There is no reprocessing method that has been demonstrated to completely eliminate the risk of cross-contamination from duodenoscopes. Researchers at Indiana University Health, however, sought to find out if one method of reprocessing duodenoscopes may be superior to another, with the goal to better protect patients from device-related infection during endoscopic retrograde cholangiopancreatography (ERCP).
Guidelines for reprocessing duodenoscopes between uses are lengthy and vary by manufacturer. Double (or repeat) high-level disinfection (DHLD) and liquid chemical sterilization (LCS) were both tested during the study, which spanned from October 2017 until September 2018 and Indiana University researchers found no discernable difference between the quality of cleaning and subsequent surveillance cultures of the scopes when comparing DHLD and LCS.
Dr. Mark Gromski, an assistant professor at the Indiana University School of Medicine, presented the findings of the study at the 2019 American College of Gastroenterology meeting, held in San Antonio, Texas. Gromski stressed that both methods—DHLD and LCS—required adequate manual precleaning at the point of use in order to be effective.
Duodenoscopes feature an elevator mechanism and long flexible tubes that make them particularly difficult to clean and disinfect after use. Numerous infection outbreaks have been traced back to reprocessed duodenoscopes that were still harboring infectious organisms, trapped in broken parts, on the distal ends, or protected by biofilm.
Duodenoscopes in the DHLD group were manually cleaned and then went through two cycles in an automated endoscope reprocessor (AER). Duodenoscopes in the LCS group were similarly cleaned prior to the sterilization.
Of the 453 surveillance cultures from the duodenoscopes that underwent DHLD, 1.8 percent were positive for organisms after reprocessing. The LCS group—425 cultures—saw a positive culture rate of 2.1 percent. Only two cultures in each of the groups were “high concern” organisms.
There were no positive cultures for multidrug-resistant organisms in the study. Since MDROs are increasingly difficult to treat, protecting against device-related infection of resistant organisms is of high concern. There were no known transmission of organisms to patients during the study period.
Gromski concluded that the two methods were equal in effectiveness in reprocessing duodenoscopes. Both systems could be easily implemented, Gromski said. In the study, the average reprocessing time for duodenoscopes when practicing DHLD was 98 minutes, verses 55 minutes for LCS.

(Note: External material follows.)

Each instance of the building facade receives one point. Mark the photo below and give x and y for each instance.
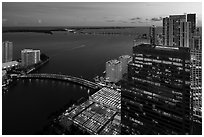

Gromski’s research also found the recurring costs (not including capital costs) under each method to be similar: $10.30 per duodenoscope when performing DHLD and $8 per duodenoscope when using LCS during reprocessing, according to preliminary analysis of unpublished data.
One important factor when it comes to costs, Gromski said, is that Indiana University Health is a high-volume center for ERCPs. More than 27,000 procedures are performed there annually. Research shows that procedural volume can impact on physicians' success rate in ERCP procedures, as the procedures are highly complex. Similarly, Gromski said, so is the reprocessing protocol for duodenoscopes.
The reprocessing procedures for duodenoscopes are long and complicated, and without regular practice, those tasked with reprocessing them may fall out of regular practice, impacting the effectiveness. The opposite may also be true in high-volume centers, where the demand for a fast turnaround time between procedures may put intense pressure on cleaning staff to move through reprocessing procedures with an eye on efficiency.
In August 2019, the New York Times published a story on the infection risks associated with reprocessed duodenoscopes used during ERCP procedures. This article was closely followed by an op-ed in the same newspaper, written by several ERCP specialists, that outlined the benefits of an ERCP. The benefits to having the procedure far outweigh any potential infectious risks, the doctors wrote.
The debate around potential infections caused by contaminated duodenoscopes stretches back to 2013, when the Centers for Disease Control and Prevention first alerted the U.S. Food and Drug Administration to the potential for device-related cross contamination from these flexible endoscopes.
For years, the agency has been searching for ways to make these vital, life-saving procedures even safer for patients. Potential solutions that have been discussed by the agency include making certain parts of a duodenoscope disposable.
As a matter of protocol, Gromski said, he and other physicians walk through the risks of the ERCP procedure, which includes potential risk of infection. Over the years, the medical center has made numerous changes to internal reprocessing and infection control protocols to try and minimize the risk of infection transmission.
As a medical center with the largest volume of ERCP procedures nationwide, Gromski said it was important for Indiana University to conduct this research and attempt to lead the way in mitigating some of the risks posed by duodenoscopes.
“We view it as our obligation to do the best we can,” Gromski said.